Hampir jam 9 dan kita langsung menuju tempat pemandian gajah! Karena kata abang-abang ini, jadwal memandikan gajah sekitar jam 8.00-9.00an setiap pagi, dan sore sekitar jam 15.00an. Dua kali setiap hari ini pun kalau Ekowisata Tangkahan lagi rame pengunjung. Agak-agak pesimis juga karena sepanjang jalan, penginapan-penginapan ini terasa sepi. Nggak nemu tanda-tanda kehadiran pengunjung lain.
Salah satu momen pengunjung bisa berinteraksi langsung dengan gajah adalah saat memandikan ini. Walaupun katanya bisa juga menunggangi gajah keliling hutan. Kasian nggak sih kalo sampe nunggangin gajah untuk wisata gitu? Pernah baca-baca di beberapa artikel campaign untuk menolak nunggangin gajah dengan keperluan wisata/atraksi.
Mobil menepi, ada sebuah bangunan bercat kuning pucat nampak sepi. Seharusnya, di sini tempat kita bisa beli tiket untuk menyaksikan gajah dimandiin. Apa tutup ya?

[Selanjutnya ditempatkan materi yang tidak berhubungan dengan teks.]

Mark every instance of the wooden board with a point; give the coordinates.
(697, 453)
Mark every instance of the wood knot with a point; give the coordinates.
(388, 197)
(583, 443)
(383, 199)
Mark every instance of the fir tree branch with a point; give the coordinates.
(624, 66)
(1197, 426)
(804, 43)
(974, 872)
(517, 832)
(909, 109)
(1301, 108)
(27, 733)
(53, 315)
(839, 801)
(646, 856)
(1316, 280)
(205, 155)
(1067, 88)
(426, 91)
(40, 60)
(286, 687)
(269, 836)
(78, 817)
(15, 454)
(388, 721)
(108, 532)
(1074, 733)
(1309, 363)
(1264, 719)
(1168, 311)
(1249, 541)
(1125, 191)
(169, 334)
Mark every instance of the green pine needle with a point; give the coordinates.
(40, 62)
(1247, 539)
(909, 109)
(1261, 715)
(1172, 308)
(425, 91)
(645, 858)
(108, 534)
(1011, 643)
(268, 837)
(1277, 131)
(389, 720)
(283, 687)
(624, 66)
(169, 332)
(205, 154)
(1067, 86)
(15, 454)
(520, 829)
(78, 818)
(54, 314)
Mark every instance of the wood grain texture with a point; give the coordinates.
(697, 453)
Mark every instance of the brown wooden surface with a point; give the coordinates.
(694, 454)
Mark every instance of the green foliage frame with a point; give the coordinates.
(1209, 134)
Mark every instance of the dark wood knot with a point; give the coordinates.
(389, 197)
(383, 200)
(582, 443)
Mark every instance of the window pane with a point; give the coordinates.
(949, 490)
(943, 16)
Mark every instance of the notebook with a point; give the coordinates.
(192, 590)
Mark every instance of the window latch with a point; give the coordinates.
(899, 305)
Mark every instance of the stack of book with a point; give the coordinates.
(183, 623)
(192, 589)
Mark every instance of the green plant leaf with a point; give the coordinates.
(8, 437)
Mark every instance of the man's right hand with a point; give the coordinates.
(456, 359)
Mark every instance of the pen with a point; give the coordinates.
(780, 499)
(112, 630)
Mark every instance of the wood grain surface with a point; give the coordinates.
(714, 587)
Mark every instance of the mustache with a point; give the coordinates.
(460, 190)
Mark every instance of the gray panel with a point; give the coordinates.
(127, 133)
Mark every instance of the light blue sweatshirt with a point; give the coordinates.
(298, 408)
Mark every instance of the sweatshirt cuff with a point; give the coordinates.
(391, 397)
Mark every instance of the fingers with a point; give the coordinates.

Betul aja, bahkan kantornya tutup, nggak ada orang.
Peta Ekowisata Tangkahan
Sudah boleh bikin emoji sedih disini?
Saya diajak untuk turun ke sungai, ke tempat biasa gajah-gajah dimandikan. Sepi memang, selain kami tak ada satu pengunjung atau penduduk yang bisa kita tanyai. Atau memang tutup karena pandemi kah?
Captured by: @artdhyasta
Tau jembatan adu rayu? Tau kan video clip Adu Rayunya Tulus, alm. Glenn Fredly, sama Yovie Widianto? Yoi, memang take videonya di Tangkahan. Karena tak ada tanda-tanda manusia lain di tepi sungai tempat biasa gajah-gajah dimandikan, kita menuju jembatan ini aja. Di ujung jembatan ini tempat kandang gajah, jadi yaa, meskipun nggak bisa berinteraksi langsung, masih bisa dadah-dadah sama gajah dari kejauhan.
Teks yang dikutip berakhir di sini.